Both the front and back lawns of the house appear to be photoshopped over with a bright green colour.
“That’s the new strain of grass called ‘Chernobyl’, you should see it at night-time,” one Reddit user joked.
Another person said filters were OK “but using MS paint I don’t think is allowed”.
The agent selling the property, Sam Swami, said the grass at the property was “very dry” so he decided to fix it.
He expected anyone buying the house would come look at it.
“We photoshopped it to make it look good and they can see what’s there,” he said.
He said most people would be more interested in the land than the house or garden.
The house, on 725 square metres, is for sale for between $340,000 and $350,000.
It last sold a year ago for $183,000.
It also sold for a similar amount in 2010.
Enhancements to real estate photos common
South Australia’s Land and Business (Sale and Conveyancing) Act states that real estate agents cannot use “a false or misleading representation for the purpose of inducing another person to sell or purchase land or a business”.
The maximum penalty is a $20,000 fine or one year in jail.
“It is not necessary for the prosecution to establish that the defendant knew the representation to be false or misleading, but it is a defence for the defendant to prove that he or she had reasonable ground to believe, and did believe, the representation to be true,” the law states.
Real Estate Institute of South Australia chief executive Cain Cooke said he had contacted the agent.
The photos in the advertisement have now been edited to crop out the grass.
“While it is a property professionals’ role to present a property in its best light to the market, REISA considers that any manipulation that misrepresents the property in anyway could be seen as false and misleading advertising,” Mr Cooke said.
Adelaide real estate photographer Thomas McNally said it was common for agents to ask for touch-ups such as removing oil stains from driveways or cracks from walls, but some had also asked him to remove stobie poles and water towers from images.

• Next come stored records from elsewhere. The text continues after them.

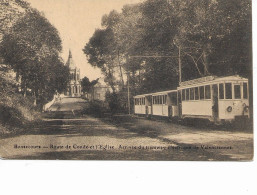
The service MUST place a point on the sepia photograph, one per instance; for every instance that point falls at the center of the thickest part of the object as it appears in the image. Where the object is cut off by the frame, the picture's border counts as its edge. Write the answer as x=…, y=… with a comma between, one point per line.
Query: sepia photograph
x=148, y=80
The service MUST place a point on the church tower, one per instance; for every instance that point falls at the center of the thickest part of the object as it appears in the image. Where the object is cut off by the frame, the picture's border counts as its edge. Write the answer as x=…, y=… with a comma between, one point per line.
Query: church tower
x=74, y=85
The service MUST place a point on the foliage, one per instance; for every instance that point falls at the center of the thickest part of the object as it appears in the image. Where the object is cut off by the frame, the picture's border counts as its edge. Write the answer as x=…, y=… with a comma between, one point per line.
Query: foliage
x=213, y=37
x=95, y=108
x=31, y=48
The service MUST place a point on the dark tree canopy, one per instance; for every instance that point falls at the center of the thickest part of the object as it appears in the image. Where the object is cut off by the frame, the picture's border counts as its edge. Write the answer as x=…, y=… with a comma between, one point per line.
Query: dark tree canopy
x=213, y=36
x=31, y=48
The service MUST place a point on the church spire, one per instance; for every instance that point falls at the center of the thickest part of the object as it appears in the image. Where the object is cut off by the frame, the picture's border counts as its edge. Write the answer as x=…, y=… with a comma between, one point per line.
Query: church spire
x=70, y=55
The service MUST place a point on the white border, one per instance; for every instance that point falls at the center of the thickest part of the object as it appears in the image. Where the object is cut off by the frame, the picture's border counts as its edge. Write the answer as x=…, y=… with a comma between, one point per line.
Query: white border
x=119, y=177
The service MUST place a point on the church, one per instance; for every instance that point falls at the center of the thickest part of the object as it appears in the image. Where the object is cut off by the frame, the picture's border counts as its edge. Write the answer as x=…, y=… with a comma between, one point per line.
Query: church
x=74, y=85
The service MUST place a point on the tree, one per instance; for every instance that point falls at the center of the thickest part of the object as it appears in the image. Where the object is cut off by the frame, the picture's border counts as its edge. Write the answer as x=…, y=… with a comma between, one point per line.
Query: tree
x=85, y=84
x=32, y=49
x=144, y=40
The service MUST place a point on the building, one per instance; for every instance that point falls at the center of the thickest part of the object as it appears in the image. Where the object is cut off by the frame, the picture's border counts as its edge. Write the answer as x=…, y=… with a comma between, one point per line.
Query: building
x=74, y=85
x=98, y=91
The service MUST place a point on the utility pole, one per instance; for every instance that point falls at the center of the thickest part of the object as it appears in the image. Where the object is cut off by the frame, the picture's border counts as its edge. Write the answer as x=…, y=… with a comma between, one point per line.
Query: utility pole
x=121, y=75
x=128, y=92
x=179, y=64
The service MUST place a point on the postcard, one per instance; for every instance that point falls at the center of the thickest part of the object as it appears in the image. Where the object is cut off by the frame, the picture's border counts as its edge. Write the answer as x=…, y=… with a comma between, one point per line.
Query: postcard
x=151, y=80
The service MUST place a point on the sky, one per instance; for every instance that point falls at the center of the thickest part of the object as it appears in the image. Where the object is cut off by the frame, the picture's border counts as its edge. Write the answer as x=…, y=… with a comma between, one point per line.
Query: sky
x=76, y=21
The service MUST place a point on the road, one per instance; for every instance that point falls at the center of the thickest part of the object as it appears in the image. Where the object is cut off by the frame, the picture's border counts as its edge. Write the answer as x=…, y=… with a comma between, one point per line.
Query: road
x=68, y=135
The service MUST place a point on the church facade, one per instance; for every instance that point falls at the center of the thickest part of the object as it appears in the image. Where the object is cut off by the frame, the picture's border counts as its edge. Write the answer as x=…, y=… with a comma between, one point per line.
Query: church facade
x=74, y=85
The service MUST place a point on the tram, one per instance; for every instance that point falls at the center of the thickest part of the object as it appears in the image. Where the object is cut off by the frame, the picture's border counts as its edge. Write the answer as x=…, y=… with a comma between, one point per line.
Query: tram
x=217, y=99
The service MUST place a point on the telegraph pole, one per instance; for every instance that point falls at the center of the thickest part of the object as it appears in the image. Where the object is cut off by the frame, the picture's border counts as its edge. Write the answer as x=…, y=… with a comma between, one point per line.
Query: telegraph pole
x=179, y=64
x=128, y=92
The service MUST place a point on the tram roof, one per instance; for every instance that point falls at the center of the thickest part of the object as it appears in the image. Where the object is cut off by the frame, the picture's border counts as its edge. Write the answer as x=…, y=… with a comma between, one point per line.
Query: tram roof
x=210, y=79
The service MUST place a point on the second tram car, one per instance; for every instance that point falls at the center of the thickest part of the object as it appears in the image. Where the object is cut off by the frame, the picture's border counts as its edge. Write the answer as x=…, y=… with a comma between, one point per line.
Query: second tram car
x=217, y=99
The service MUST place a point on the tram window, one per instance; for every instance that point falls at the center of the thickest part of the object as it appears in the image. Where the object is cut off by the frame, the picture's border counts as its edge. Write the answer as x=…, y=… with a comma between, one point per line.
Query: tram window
x=237, y=91
x=196, y=93
x=187, y=94
x=173, y=98
x=207, y=92
x=183, y=95
x=221, y=91
x=165, y=99
x=245, y=91
x=201, y=92
x=228, y=89
x=192, y=94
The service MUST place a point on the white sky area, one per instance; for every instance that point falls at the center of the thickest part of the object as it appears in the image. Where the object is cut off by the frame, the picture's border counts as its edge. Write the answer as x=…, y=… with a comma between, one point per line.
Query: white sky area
x=76, y=21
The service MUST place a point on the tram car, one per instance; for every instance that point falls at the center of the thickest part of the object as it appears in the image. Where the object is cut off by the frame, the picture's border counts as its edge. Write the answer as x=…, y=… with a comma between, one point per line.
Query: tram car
x=217, y=99
x=157, y=104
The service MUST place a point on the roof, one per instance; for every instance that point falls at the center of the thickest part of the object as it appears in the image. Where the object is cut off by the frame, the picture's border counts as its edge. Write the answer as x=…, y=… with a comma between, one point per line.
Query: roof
x=210, y=80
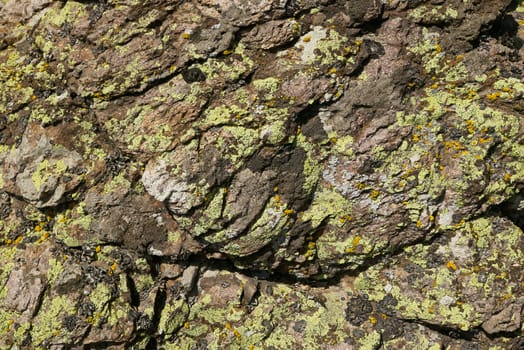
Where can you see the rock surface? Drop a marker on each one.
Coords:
(261, 174)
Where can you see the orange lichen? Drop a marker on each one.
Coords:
(451, 265)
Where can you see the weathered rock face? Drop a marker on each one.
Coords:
(261, 174)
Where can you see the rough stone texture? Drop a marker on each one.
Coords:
(261, 174)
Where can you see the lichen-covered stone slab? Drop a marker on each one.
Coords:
(261, 174)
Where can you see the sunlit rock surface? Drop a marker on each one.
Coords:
(261, 174)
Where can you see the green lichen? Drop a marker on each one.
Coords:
(327, 204)
(48, 323)
(47, 169)
(267, 87)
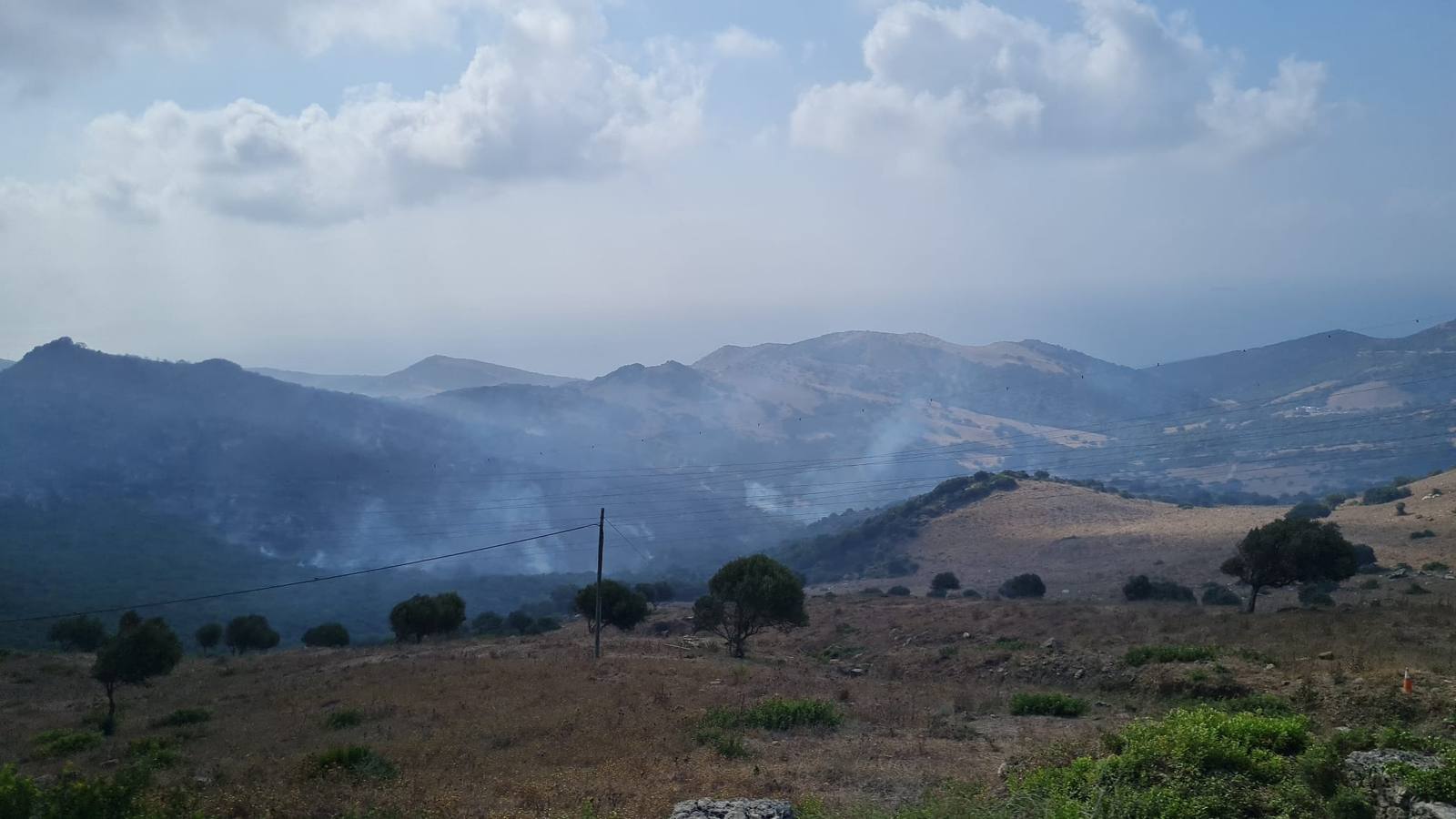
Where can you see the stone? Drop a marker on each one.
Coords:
(733, 809)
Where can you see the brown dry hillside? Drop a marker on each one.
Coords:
(1085, 544)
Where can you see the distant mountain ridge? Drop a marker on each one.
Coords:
(424, 378)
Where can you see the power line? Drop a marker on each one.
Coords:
(269, 588)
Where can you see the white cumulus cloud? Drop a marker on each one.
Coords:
(737, 43)
(950, 82)
(542, 101)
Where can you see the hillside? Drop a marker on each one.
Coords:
(424, 378)
(1085, 544)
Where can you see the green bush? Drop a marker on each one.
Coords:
(357, 761)
(1047, 705)
(62, 742)
(1024, 586)
(182, 717)
(1383, 494)
(1143, 589)
(776, 714)
(1216, 595)
(1143, 654)
(342, 719)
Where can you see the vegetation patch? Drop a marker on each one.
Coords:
(1145, 654)
(357, 761)
(344, 719)
(62, 742)
(182, 717)
(1047, 704)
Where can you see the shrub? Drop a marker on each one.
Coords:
(357, 761)
(1047, 705)
(77, 632)
(1024, 586)
(62, 742)
(488, 624)
(1308, 511)
(1143, 589)
(1216, 595)
(426, 615)
(621, 606)
(327, 636)
(342, 719)
(1383, 494)
(945, 581)
(182, 717)
(249, 632)
(776, 714)
(208, 636)
(1145, 654)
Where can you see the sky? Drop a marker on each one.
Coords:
(570, 186)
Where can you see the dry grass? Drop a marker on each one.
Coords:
(535, 727)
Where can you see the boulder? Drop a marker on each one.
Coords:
(733, 809)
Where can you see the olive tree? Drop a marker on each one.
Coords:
(1292, 551)
(747, 596)
(621, 606)
(138, 652)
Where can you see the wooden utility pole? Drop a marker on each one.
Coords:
(602, 541)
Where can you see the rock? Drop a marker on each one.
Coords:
(733, 809)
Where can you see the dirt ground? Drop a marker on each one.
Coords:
(535, 727)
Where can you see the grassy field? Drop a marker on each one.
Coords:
(921, 694)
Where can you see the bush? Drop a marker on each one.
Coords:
(327, 636)
(426, 615)
(1143, 589)
(1216, 595)
(356, 761)
(621, 606)
(1024, 586)
(1383, 494)
(1026, 704)
(249, 632)
(62, 742)
(344, 719)
(1145, 654)
(77, 632)
(1308, 511)
(945, 581)
(182, 717)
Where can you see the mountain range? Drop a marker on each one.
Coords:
(695, 462)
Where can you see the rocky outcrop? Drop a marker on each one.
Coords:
(1390, 794)
(733, 809)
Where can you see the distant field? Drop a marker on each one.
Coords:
(535, 727)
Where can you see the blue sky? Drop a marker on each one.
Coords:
(570, 186)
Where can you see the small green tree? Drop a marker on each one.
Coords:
(77, 632)
(327, 636)
(1290, 551)
(249, 632)
(1024, 586)
(747, 596)
(208, 636)
(424, 615)
(138, 652)
(621, 606)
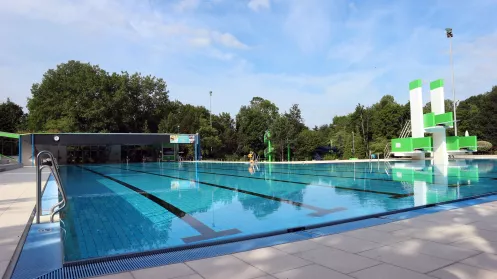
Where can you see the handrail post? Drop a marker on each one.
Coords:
(38, 191)
(54, 169)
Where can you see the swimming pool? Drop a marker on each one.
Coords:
(119, 209)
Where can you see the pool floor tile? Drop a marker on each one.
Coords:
(311, 272)
(385, 271)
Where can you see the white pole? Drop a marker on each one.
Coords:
(453, 88)
(210, 107)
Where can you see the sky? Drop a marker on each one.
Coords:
(325, 55)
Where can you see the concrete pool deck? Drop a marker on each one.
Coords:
(459, 243)
(17, 201)
(453, 244)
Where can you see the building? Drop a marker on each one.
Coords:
(101, 148)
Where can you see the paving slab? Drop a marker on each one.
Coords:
(384, 271)
(463, 271)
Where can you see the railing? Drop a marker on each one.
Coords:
(5, 157)
(404, 133)
(54, 169)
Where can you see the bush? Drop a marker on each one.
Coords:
(484, 146)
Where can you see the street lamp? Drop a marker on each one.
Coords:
(449, 34)
(210, 107)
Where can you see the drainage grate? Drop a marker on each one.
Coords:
(129, 263)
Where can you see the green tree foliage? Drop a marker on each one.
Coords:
(251, 123)
(12, 118)
(210, 139)
(225, 125)
(484, 146)
(80, 97)
(478, 116)
(285, 130)
(307, 141)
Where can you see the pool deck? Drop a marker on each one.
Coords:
(459, 243)
(17, 201)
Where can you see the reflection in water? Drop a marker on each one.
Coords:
(104, 218)
(435, 183)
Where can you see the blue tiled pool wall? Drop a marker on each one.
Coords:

“Some agents are pretty ridiculous what they ask, but when people go to the property, they can see what it’s like,” Mr McNally said.
Virtual furniture could also make it easier for people to visualise how a house would look with their furniture in it, especially for new homes, he said.
He speculated that the Elizabeth Downs home with unusually green grass may have been done deliberately to gain publicity.
“It’s so bad that someone’s done that on purpose as a joke,” he said.
Last month, a North Adelaide apartment with a toilet in the living room raised questions about what was legal when it came to rental property standards.
The apartment was listed for rent between $400 and $420.